True to Life - Taxidermy
Cockcroft’s craftsmanship has expanded to include furniture, such as this chaise longue created from Nguni cattle hide and bovid leather, paired here with a kudu skull mount.

We also do a lot of skeletal reconstructions of species in North America and Africa through our Bone Doctor service. We source the specimen, treat the bones, and take the animal apart one bone at a time and then piece it back together one bone at a time in anatomically correct poses. 

We often get asked if we have ever done an elephant skeleton because they are so big. We actually are in the process of assembling one now and should have a full elephant skeleton to release later this year. This is about an eight-month project. 

And you also create furniture.

The furniture came about because entire families come on hunts, and wives are becoming more invested in hunting. Taking the clients’ animal skins and incorporating them into furniture creates a piece with a personal connection to the family. For example, maybe it shows the first time a mother and daughter hunted together. 

How does one care for a trophy?

You don’t need a specialist. Cleaning trophies is not difficult, and you can use normal household cleaning materials. If you are disciplined and do it regularly—like twice a year—you will dramatically increase the longevity of the trophy. If it’s older, like over 15 years, it may need a new coat of makeup to make the nose wet again, to put in some new varnish or fix an area where the sun caught a part of the trophy and it started to lighten. We always suggest keeping them out of direct sunlight, however, and if at all possible keep them indoors as they don’t fare well outdoors. 

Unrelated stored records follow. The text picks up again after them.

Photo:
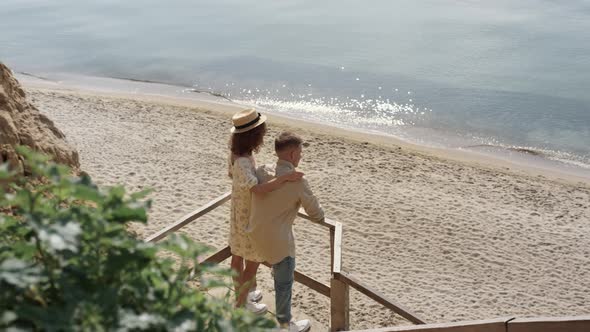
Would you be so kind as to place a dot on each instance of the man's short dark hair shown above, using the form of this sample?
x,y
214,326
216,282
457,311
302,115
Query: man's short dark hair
x,y
287,140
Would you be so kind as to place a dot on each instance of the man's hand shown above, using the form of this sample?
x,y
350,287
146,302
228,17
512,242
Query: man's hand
x,y
292,177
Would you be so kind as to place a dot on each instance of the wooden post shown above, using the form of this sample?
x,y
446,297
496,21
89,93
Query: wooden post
x,y
331,249
339,306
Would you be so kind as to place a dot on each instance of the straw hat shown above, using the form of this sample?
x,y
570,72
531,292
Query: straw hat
x,y
246,120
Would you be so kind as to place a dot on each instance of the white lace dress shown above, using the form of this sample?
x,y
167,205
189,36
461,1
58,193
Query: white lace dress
x,y
243,173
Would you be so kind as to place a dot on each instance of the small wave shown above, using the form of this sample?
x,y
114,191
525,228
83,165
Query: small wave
x,y
24,73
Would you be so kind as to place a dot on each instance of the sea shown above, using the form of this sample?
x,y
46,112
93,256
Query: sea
x,y
504,78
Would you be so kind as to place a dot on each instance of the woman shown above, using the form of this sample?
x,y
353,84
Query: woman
x,y
247,136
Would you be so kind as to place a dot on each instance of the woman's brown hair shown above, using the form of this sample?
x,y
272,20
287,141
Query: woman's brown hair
x,y
243,144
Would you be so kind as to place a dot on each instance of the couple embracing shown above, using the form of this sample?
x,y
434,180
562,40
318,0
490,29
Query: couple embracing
x,y
264,204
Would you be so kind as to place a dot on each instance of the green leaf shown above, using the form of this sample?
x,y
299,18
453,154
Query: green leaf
x,y
19,273
60,236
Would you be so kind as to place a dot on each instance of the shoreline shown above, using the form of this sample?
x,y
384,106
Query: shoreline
x,y
206,101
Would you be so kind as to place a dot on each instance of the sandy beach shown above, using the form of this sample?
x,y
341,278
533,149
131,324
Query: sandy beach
x,y
450,236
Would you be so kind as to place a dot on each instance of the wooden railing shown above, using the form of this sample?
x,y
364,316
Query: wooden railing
x,y
340,281
507,324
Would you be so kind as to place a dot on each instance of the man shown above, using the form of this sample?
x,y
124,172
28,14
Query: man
x,y
271,224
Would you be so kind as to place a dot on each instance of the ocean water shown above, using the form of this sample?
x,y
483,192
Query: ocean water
x,y
505,77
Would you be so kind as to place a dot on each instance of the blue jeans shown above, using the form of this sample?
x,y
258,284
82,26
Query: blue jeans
x,y
284,276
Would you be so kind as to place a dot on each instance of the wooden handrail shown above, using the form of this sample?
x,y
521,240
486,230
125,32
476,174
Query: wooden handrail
x,y
488,325
203,210
340,281
380,298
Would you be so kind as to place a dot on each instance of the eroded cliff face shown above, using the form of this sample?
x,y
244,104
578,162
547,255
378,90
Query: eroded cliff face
x,y
22,124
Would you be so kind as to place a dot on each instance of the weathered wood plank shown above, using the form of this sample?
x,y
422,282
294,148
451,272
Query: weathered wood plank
x,y
326,223
309,282
332,235
337,259
550,324
219,256
380,298
488,325
339,306
189,218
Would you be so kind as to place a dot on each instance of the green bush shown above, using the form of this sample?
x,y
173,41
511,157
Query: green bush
x,y
67,262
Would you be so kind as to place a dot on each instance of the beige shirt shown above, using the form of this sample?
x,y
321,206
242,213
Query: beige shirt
x,y
272,215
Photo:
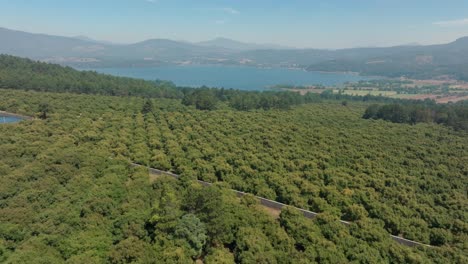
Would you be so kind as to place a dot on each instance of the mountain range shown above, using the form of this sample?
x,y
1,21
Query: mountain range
x,y
416,61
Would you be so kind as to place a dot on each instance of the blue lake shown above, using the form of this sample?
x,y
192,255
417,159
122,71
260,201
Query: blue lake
x,y
9,119
237,77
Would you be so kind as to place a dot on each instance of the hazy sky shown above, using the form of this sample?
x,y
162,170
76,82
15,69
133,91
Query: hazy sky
x,y
298,23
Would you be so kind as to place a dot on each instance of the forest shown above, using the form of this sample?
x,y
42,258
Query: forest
x,y
69,194
26,74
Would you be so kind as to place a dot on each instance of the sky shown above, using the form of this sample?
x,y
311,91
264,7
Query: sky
x,y
329,24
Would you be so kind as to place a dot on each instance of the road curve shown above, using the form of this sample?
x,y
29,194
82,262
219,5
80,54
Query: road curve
x,y
278,206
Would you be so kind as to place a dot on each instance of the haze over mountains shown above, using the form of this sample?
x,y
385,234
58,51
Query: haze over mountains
x,y
448,60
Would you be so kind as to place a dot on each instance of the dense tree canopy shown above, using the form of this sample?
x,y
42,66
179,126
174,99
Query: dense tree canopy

Why did you establish a presence in Texas?

I have a simple philosophy that a taxidermist is entrusted with memories to which you cannot equate. People spend so much time and money on these experiences, and they trust the taxidermist to create something beautiful that becomes the prop for them retelling their story. I believe that we need to be accountable for the telling of that story wherever we are in the world. Since most of my clients come from the United States, I figured the best way to create accountability was to invest there, so we set up an affiliate studio for our clients. 

What inspires you?

I was privileged to spend a lot of time in East Africa and on game reserves in South Africa. I’ve seen some incredible animals— rom leopards pulling baby zebras to the tops of trees with the sun rising behind them to herds of buffalo running past with the dust settling around you—there is something very special about Africa. The reason I do this work, why I want the team to grow, and why I want people to experience what we can offer is that it’s an expression of how grateful I am to Africa for all that it has contributed to me.